[comp.arch] Pipelined FP add

mark@mips.COM (Mark G. Johnson) (12/15/89)

In article <241@dg.dg.com> uunet!dg!chris (Chris Moriondo) writes:
  >
  >Anyone care to speculate as to how much pipelining add would win/lose
  >in terms of useful overlap in FP codes versus increased latency? 
  >

Several articles were posted to comp.arch this spring, talking about the
perceived benefits of a pipelined FP adder in the Motorola MC88K risc.
Perhaps the Moto folks can say more now.  [ after the departure of Ross ]

I dimly recall that the last time around, they were beginning to feel
that the 88K's shared register file -- same regs for integer and FP
operands -- required large numbers of read and write ports to make
FP programs run quickly.  The other design alternative, separate
integer regs from the FP regs, has lots of ports already since it's
2 copies of the hardware.  I'm sure if my memory is faulty somebody
will gently correct me.

The eariler MC88K articles were posted by wca@oakhill.UUCP and
mpaton@oakhill.UUCP; your site archives may contain comp.arch article
<1362@oakhill.UUCP>.
-- 
 -- Mark Johnson	
 	MIPS Computer Systems, 930 E. Arques, Sunnyvale, CA 94086
	(408) 991-0208    mark@mips.com  {or ...!decwrl!mips!mark}

preston@titan.rice.edu (Preston Briggs) (12/15/89)

In article <33570@hal.mips.COM> mark@mips.COM (Mark G. Johnson) writes:
>In article <241@dg.dg.com> uunet!dg!chris (Chris Moriondo) writes:
>  >
>  >Anyone care to speculate as to how much pipelining add would win/lose
>  >in terms of useful overlap in FP codes versus increased latency? 
>  >
>
>Several articles were posted to comp.arch this spring, talking about the
>perceived benefits of a pipelined FP adder in the Motorola MC88K risc.
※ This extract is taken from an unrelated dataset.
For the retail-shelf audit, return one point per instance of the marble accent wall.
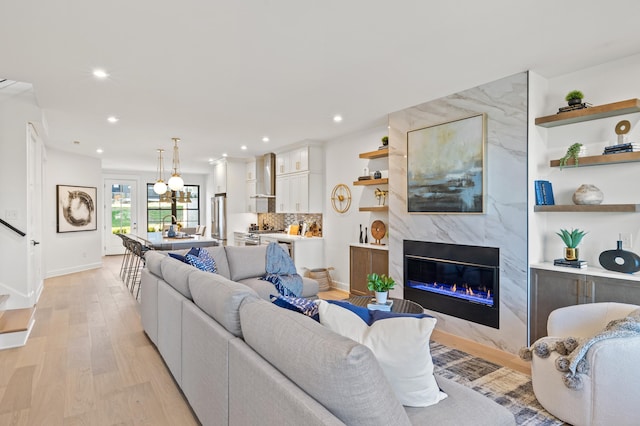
(504, 223)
Well, long pipelines will usually increase latency.
Additionally, they'll increase FP performance, given some effort 
by the compiler.  Deciding the tradeoff will just be a decision,
probably based on the target applications.  For a workstation
that *I* would use (to compile and edit things like compilers and
editors), FP performance isn't very important.  But when people
really want FP performance, they can usually manage to avoid task 
switching too often.

What'll happen when people get more used to cheap FP?  Probably more
FP in everyday code, particularly graphics display.
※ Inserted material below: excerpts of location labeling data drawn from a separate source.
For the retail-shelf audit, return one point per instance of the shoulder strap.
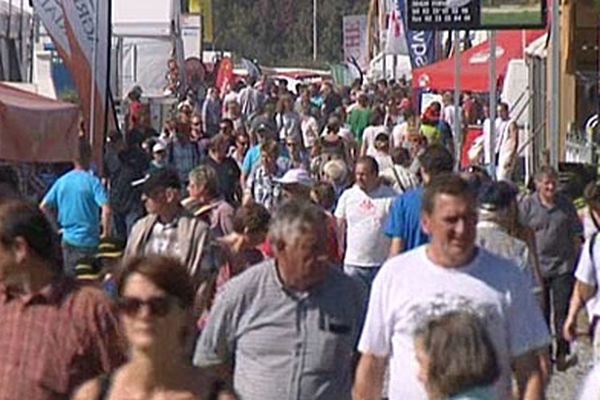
(591, 249)
(594, 221)
(398, 179)
(593, 239)
(105, 382)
>I dimly recall that the last time around, they were beginning to feel
>that the 88K's shared register file -- same regs for integer and FP
>operands -- required large numbers of read and write ports to make
>FP programs run quickly.  The other design alternative, separate
>integer regs from the FP regs, has lots of ports already since it's
>2 copies of the hardware.

The point about read/write ports is good.  I used to believe
in a single (large) set of multi-purpose registers controlled
by the compiler.  This scheme would seem to be less wasteful
of resources (when you need more FP regs, spill more integers,
and vice-versa, whichever works out cheapest for particular programs).
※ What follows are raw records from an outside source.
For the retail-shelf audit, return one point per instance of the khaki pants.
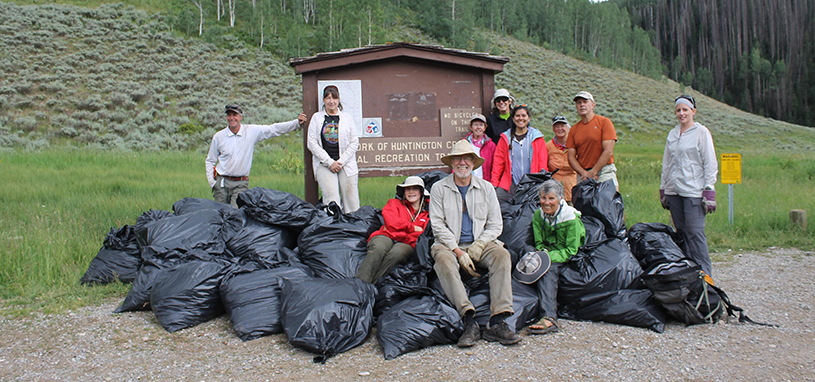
(495, 258)
(230, 190)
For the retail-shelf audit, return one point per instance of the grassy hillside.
(117, 77)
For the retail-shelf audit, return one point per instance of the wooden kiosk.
(411, 102)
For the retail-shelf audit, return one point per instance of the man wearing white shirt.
(230, 154)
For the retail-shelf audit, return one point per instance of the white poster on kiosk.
(351, 101)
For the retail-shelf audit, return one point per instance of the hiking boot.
(471, 334)
(502, 334)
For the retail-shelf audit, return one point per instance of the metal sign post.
(731, 174)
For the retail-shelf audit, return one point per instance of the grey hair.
(551, 186)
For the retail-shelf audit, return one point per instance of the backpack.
(684, 292)
(688, 294)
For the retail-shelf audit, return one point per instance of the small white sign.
(371, 127)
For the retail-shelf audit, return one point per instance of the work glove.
(467, 263)
(710, 201)
(663, 200)
(476, 249)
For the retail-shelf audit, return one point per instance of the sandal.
(542, 328)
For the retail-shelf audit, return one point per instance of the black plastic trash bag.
(601, 200)
(595, 232)
(416, 323)
(327, 316)
(277, 207)
(138, 297)
(252, 296)
(401, 282)
(187, 293)
(256, 240)
(200, 229)
(609, 267)
(118, 259)
(654, 243)
(188, 205)
(631, 307)
(525, 303)
(334, 246)
(149, 216)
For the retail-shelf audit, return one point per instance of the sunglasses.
(687, 97)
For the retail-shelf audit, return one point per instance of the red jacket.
(502, 163)
(398, 226)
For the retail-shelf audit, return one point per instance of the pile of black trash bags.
(278, 264)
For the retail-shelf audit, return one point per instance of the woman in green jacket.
(559, 232)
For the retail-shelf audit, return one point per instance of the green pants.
(383, 255)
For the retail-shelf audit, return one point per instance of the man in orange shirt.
(590, 144)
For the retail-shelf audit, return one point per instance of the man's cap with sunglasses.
(559, 119)
(687, 99)
(584, 95)
(501, 94)
(234, 108)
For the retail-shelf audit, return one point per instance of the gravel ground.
(776, 286)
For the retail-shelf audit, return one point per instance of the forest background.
(757, 55)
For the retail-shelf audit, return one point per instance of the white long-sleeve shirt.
(231, 154)
(689, 164)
Nowadays, I've come around to the view that extra resources for 
the moments of peak demand (triply-nested loops and such) is better.  
In particular, I prefer seperate FP and integer register sets.
Locally, friends are working on loop transformations that will
use *all* the available FP registers profitably.  If we've got
to balance the FP register pressure against the integer pressure,
then we've added another hard issue to optimization.

Of course, it's extra hardware and it'll cost money.

Preston Briggs
preston@titan.rice.edu

lamaster@ames.arc.nasa.gov (Hugh LaMaster) (12/15/89)

In article <3740@brazos.Rice.edu> preston@titan.rice.edu (Preston Briggs) writes:
>In article <33570@hal.mips.COM> mark@mips.COM (Mark G. Johnson) writes:

>>that the 88K's shared register file -- same regs for integer and FP
>>operands -- required large numbers of read and write ports to make

>The point about read/write ports is good.  I used to believe
>in a single (large) set of multi-purpose registers controlled
>by the compiler.  This scheme would seem to be less wasteful

>In particular, I prefer seperate FP and integer register sets.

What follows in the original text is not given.